Life is fun on the streets and fortunately the things I’ve listed here don’t all happen at once, but they do all happen at one time or another. If you know me, you will know that I’m not a moaner, so don’t get me wrong but one of the things we try to do on the Disability Access Panel is make sure that not only are streets places where people want to be and feel safe but also can be used most conveniently and beneficially by all.
[Letter from Mike Harrison, c2013]
Mike Harrison
Mike is Secretary of the Scottish Accessible Transport Alliance and Chair of the Midlothian Disability Access Panel. Following a spinal injury in 2006 he is a tetraplegic wheelchair user who relies on buses for about 90% of travel (trains for the other 10%). He is also Treasurer of St Michael & All Saints (Brougham Street) and therefore familiar with some of the problems in Tollcross (especially the time it takes to cross the road!).
I think you mean cheap cobbles are convex, and quality 18th century streets were laid with flat top setts, with a tight bond generally like english bond brickwork, across the direction of travel, or at corners set at an angle (the High Street/Bridges cross roads was renovated, ignoring this detail and had the bond running along the line of the main road – it fell apart in months). At the kerb edge a single (or double/triple for smaller cobbles) course of setts runs parallel to the kerbs and about 1 cm below the main surface. This is a self clearing gulley, and when it is not destroyed by utility company contractors, or blocked by car wheels it actually works very well on the original roads.
The setts were laid on a bed of puddle (anaerobic) clay or cold tar which delivered a ‘flexible but secure waterproof layer. A lot of modern tarmac remains flat and stable because it has simply been laid over the old high quality setts , but where a utility contractor rips this up, they simply tip in granular fill with minimal preparation so that this steadily sinks in to the underlying clay or sand with the road above following – or remaining over a deep void which eventually collapses.

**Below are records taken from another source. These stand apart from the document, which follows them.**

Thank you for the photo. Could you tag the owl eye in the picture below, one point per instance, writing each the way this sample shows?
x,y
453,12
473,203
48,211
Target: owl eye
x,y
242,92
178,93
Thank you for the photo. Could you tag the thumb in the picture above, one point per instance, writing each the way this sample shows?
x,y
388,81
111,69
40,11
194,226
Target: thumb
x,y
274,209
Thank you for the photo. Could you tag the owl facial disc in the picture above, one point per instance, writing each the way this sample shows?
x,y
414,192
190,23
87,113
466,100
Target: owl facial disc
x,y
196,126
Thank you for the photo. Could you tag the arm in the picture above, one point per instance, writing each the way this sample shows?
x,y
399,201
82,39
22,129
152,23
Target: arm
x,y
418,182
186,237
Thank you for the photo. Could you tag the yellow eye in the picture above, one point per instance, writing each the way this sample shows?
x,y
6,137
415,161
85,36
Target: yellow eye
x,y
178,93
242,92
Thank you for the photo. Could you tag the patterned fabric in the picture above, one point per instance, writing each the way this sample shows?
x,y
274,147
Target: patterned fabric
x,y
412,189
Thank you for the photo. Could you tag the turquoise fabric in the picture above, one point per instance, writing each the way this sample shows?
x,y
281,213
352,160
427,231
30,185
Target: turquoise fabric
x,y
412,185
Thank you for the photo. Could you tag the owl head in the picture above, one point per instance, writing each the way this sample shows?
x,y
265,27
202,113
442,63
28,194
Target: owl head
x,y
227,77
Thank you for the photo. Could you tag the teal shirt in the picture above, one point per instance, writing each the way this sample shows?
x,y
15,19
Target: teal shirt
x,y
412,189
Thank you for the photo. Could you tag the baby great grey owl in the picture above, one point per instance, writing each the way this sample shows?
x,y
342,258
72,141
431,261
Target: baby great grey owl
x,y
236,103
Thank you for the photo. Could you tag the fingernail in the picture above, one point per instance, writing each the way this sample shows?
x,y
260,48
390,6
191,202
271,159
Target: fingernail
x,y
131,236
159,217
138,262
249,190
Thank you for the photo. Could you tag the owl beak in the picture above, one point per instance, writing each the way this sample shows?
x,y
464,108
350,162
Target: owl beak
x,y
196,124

One of the real acts of destruction was the renovation of Cockburn Street, and the replacement of some fine smooth top setts with what some architects thought was ‘traditional’ What used to be a nice smooth approach down to Market Street is now a teeth chattering ride where you wrestle for control as you brake on the bike – I know as I used to commute (3 minutes) Nicholson Square to Waverley daily that way in the 1980’s
I’ve used a wheelchair when recovering twice – once from a double foot operation, and once with a broken hip, both times with the nadir in wheelchair design and quality – the standard NHS folding chair. You really notice when the crossfall on a footway exceeds 1 in 40 yet despite my emphasis that the 1 in 40 slope was maintained when Glasgow relaid the footway outside my house they made it steeper, compromising the safety of the front steps in the process. 1 in 12 is also about the limit for hand propelling too. I was just managing the ramp at Waverley without a breather break as my spells as a wheelchair user were coming to a close.